When Big Plans Collapse Under the Reality of SEND Life


This weekend was supposed to be special.

We had a family photo shoot. We planned to go to the Christmas market — something we’ve done every year.

Instead, the weekend unravelled. Meltdowns, aggression, overstimulation, tears — from Penny and from us. Watching your child struggle is painful. Watching your other children struggle because of it is something else entirely.

The look in their eyes — wanting to enjoy the day but being pulled into the chaos — that’s the part that hurts the most.


Penny struggling in a pushchair

The Invisible Weight SEND Parents Carry


There’s a loneliness in SEND parenting that is hard to explain. You carry fear for your child’s future, guilt over whether you’re doing enough, sadness when things fall apart, and a constant mental checklist that never quiets.

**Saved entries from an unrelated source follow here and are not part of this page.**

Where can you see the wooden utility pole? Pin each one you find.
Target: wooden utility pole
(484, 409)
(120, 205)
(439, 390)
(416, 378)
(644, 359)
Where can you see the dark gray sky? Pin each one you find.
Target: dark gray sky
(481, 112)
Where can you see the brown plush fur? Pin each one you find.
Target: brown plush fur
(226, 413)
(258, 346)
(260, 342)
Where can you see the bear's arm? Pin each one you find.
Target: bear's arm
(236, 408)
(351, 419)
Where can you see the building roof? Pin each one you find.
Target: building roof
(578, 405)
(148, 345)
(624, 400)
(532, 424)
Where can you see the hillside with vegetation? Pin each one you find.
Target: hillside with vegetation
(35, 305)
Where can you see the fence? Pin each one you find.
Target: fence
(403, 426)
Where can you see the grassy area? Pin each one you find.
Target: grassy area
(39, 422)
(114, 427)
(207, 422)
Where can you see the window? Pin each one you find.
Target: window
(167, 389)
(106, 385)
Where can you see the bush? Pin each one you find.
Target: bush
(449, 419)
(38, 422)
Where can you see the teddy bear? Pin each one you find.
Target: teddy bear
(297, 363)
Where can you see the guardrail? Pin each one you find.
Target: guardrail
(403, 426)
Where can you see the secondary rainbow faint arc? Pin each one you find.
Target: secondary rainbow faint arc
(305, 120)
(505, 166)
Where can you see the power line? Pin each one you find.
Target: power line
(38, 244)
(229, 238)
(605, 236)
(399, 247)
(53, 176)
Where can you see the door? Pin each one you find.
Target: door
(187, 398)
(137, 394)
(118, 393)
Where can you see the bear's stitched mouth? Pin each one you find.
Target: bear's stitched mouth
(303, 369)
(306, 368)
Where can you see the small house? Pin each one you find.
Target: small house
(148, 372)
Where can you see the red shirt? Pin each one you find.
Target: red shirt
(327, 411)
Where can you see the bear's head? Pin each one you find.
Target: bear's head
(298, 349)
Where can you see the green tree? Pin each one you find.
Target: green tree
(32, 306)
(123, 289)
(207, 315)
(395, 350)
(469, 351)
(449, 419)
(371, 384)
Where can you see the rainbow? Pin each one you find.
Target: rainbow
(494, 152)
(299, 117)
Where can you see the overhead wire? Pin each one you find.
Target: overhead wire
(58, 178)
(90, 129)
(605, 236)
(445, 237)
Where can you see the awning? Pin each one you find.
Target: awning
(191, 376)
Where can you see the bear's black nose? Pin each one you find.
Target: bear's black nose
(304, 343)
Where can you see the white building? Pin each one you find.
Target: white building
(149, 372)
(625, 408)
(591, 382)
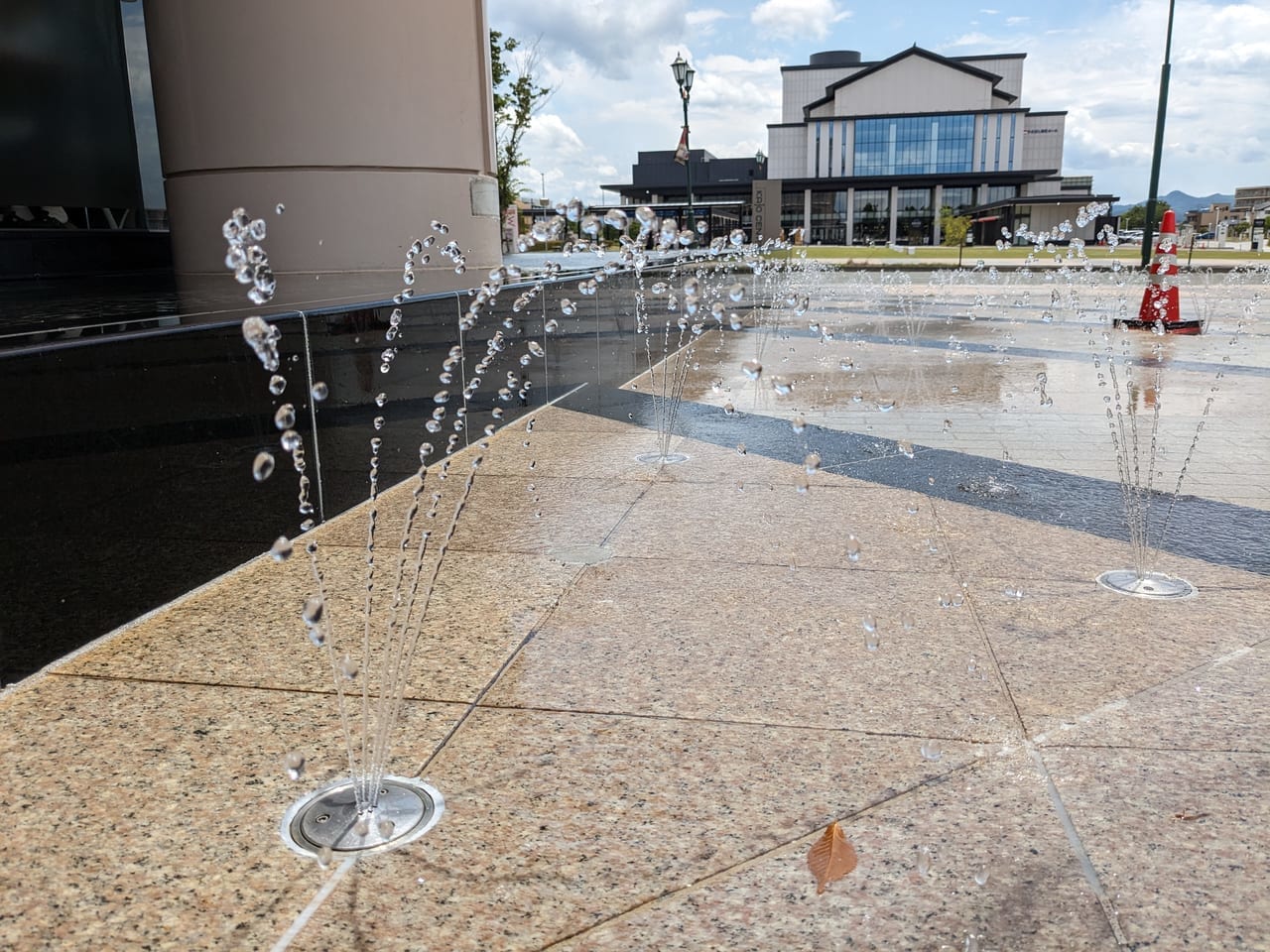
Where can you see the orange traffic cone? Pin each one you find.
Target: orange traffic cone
(1160, 309)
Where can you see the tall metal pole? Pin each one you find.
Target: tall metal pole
(1148, 230)
(688, 166)
(684, 73)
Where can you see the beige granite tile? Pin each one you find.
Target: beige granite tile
(769, 524)
(248, 630)
(1176, 883)
(146, 815)
(1066, 649)
(508, 515)
(557, 821)
(556, 420)
(762, 644)
(1216, 706)
(994, 817)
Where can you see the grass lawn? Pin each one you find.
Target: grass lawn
(922, 254)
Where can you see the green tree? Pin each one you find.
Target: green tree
(517, 96)
(1137, 216)
(953, 227)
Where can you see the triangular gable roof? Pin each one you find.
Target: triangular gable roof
(903, 55)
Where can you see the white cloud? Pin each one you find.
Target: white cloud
(797, 19)
(612, 40)
(549, 135)
(705, 21)
(1215, 118)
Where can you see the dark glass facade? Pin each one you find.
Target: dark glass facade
(871, 214)
(959, 198)
(828, 217)
(915, 145)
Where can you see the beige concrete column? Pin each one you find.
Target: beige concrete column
(365, 121)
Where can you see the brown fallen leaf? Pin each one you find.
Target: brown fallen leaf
(1189, 815)
(830, 857)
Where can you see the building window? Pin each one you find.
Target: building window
(871, 214)
(913, 218)
(792, 211)
(842, 146)
(913, 145)
(959, 198)
(828, 218)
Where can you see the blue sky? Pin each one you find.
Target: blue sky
(608, 63)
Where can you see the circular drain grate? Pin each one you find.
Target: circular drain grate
(658, 460)
(327, 817)
(1127, 581)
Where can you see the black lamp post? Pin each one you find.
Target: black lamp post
(1150, 227)
(684, 75)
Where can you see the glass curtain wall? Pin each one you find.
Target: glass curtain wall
(871, 216)
(913, 145)
(915, 220)
(828, 218)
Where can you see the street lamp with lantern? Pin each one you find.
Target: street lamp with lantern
(684, 75)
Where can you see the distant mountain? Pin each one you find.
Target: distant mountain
(1179, 200)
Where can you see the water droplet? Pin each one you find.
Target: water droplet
(852, 548)
(262, 467)
(313, 611)
(295, 765)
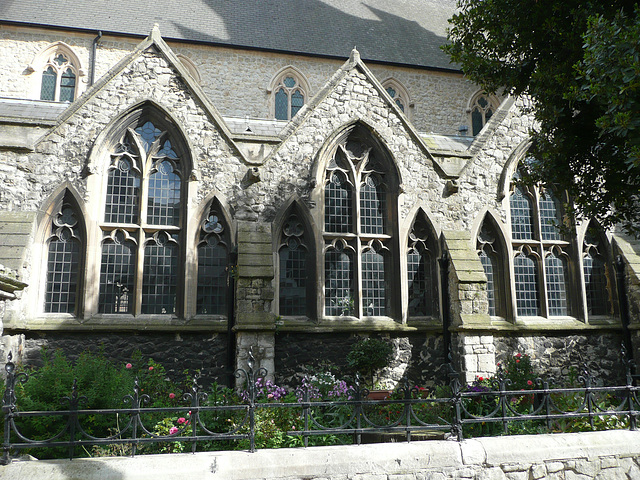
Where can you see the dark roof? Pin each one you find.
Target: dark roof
(30, 111)
(406, 32)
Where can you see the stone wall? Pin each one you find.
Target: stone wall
(612, 455)
(175, 351)
(417, 358)
(564, 354)
(236, 81)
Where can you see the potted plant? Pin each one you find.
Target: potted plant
(367, 357)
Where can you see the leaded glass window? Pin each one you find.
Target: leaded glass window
(527, 290)
(58, 79)
(358, 244)
(294, 268)
(117, 273)
(536, 228)
(213, 264)
(521, 215)
(63, 262)
(142, 222)
(421, 271)
(482, 109)
(597, 279)
(339, 294)
(288, 98)
(491, 259)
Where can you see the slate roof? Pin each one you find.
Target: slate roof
(407, 32)
(30, 111)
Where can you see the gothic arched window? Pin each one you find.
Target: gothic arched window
(481, 109)
(359, 242)
(296, 270)
(213, 262)
(289, 92)
(143, 219)
(422, 272)
(65, 253)
(492, 257)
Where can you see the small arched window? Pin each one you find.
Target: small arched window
(491, 256)
(143, 218)
(359, 199)
(59, 80)
(481, 109)
(398, 94)
(422, 272)
(295, 268)
(65, 254)
(290, 91)
(213, 261)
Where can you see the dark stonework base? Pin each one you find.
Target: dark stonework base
(176, 352)
(418, 359)
(555, 356)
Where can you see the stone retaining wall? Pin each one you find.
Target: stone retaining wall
(583, 456)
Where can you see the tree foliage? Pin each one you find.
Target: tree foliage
(579, 63)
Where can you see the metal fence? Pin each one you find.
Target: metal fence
(208, 422)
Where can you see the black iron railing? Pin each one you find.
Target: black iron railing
(405, 413)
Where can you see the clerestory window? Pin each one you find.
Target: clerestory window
(481, 109)
(65, 254)
(142, 227)
(289, 93)
(59, 78)
(542, 254)
(359, 235)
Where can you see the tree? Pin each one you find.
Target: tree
(579, 63)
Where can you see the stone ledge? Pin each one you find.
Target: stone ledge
(487, 457)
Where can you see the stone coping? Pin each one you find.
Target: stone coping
(587, 453)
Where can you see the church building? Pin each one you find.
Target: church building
(197, 179)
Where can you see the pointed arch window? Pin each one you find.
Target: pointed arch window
(398, 94)
(540, 246)
(143, 220)
(59, 77)
(213, 260)
(597, 274)
(422, 272)
(66, 246)
(295, 269)
(289, 95)
(481, 109)
(359, 245)
(491, 256)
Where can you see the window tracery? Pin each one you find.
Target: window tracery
(358, 238)
(142, 225)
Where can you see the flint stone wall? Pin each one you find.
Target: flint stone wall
(417, 359)
(612, 455)
(556, 356)
(175, 351)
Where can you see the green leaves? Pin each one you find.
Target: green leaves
(580, 63)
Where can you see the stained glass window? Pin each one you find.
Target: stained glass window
(144, 162)
(294, 270)
(63, 263)
(213, 264)
(288, 98)
(526, 279)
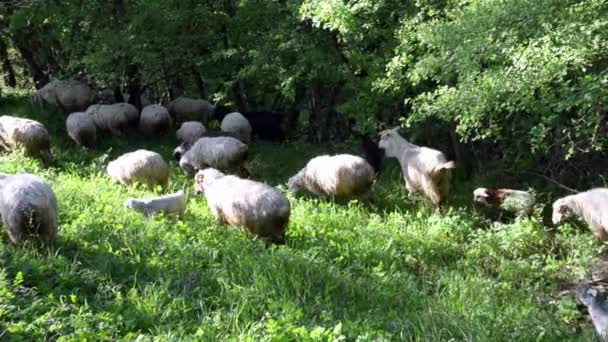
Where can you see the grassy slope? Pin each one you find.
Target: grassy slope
(396, 272)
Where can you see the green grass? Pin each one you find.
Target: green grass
(398, 271)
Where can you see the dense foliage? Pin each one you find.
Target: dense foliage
(504, 76)
(396, 271)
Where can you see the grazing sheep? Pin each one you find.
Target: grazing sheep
(28, 208)
(154, 120)
(597, 306)
(116, 118)
(169, 204)
(424, 169)
(70, 96)
(190, 132)
(81, 128)
(591, 205)
(258, 207)
(141, 166)
(342, 175)
(222, 153)
(31, 135)
(237, 124)
(265, 125)
(179, 151)
(514, 201)
(185, 109)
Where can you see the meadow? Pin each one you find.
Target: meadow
(349, 271)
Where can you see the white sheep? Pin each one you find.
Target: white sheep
(154, 120)
(70, 96)
(236, 123)
(31, 135)
(142, 166)
(591, 206)
(223, 153)
(190, 132)
(342, 175)
(187, 109)
(425, 170)
(28, 208)
(116, 118)
(81, 128)
(258, 207)
(169, 204)
(514, 201)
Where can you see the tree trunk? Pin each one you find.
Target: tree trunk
(9, 78)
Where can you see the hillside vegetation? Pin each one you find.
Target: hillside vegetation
(397, 271)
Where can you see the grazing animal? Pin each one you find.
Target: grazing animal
(236, 123)
(591, 206)
(70, 96)
(342, 175)
(179, 151)
(265, 125)
(186, 109)
(597, 306)
(258, 207)
(154, 120)
(424, 169)
(222, 153)
(81, 128)
(514, 201)
(190, 131)
(31, 135)
(140, 166)
(28, 208)
(116, 118)
(169, 204)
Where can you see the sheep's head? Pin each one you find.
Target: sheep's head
(204, 178)
(391, 142)
(561, 210)
(295, 183)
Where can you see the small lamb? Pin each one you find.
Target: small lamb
(424, 169)
(591, 206)
(258, 207)
(598, 308)
(514, 201)
(342, 175)
(169, 204)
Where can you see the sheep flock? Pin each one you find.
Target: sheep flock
(216, 161)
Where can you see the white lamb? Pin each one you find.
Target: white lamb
(154, 120)
(28, 208)
(187, 109)
(258, 207)
(342, 175)
(31, 135)
(190, 131)
(222, 153)
(236, 123)
(169, 204)
(81, 128)
(424, 169)
(141, 166)
(591, 206)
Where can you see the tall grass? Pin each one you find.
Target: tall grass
(396, 271)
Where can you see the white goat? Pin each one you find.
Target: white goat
(424, 169)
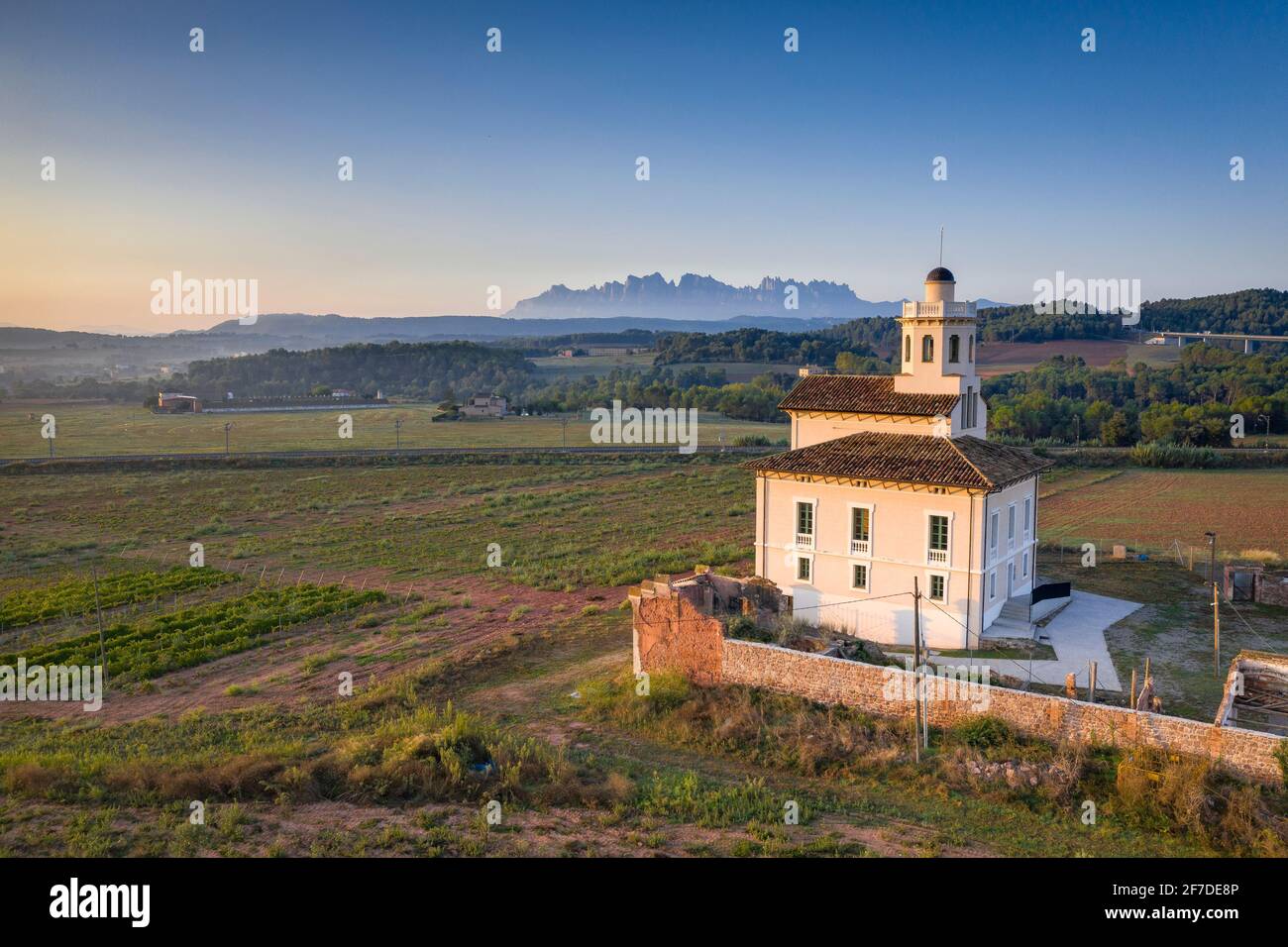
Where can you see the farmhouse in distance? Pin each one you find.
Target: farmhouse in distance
(892, 479)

You want to give every one of your children the best of you. Some days, you just don’t have it to give.


That’s the truth people don’t see.


Why My Penelope Exists — A Father’s Need to Ease the Burden


My Penelope wasn’t created as a business idea. It was born from panic, from fear, from sleepless nights writing down seizures and meltdowns on scraps of paper. It was created because we were drowning in information we couldn’t organise, recall or evidence.

SEND parents already carry more than most people ever will. Remembering every seizure, every meltdown, every change in behaviour… it’s too much.

My Penelope is my attempt to ease a little of that load — for us, and for families everywhere.

Penelope’s story is painful and beautiful and messy and extraordinary. And it deserves to mean something. If this app can ease the burden for even one family, then everything we’ve been through will have a purpose.


To Every Parent Living This Life


If you see yourself in these words —If your family feels fractured…If your weekend fell apart…If your other children feel the strain…If you’re exhausted and grieving and hopeful all at once…

You are not failing.

You are surviving circumstances that most people can’t imagine.

And you are doing an incredible job.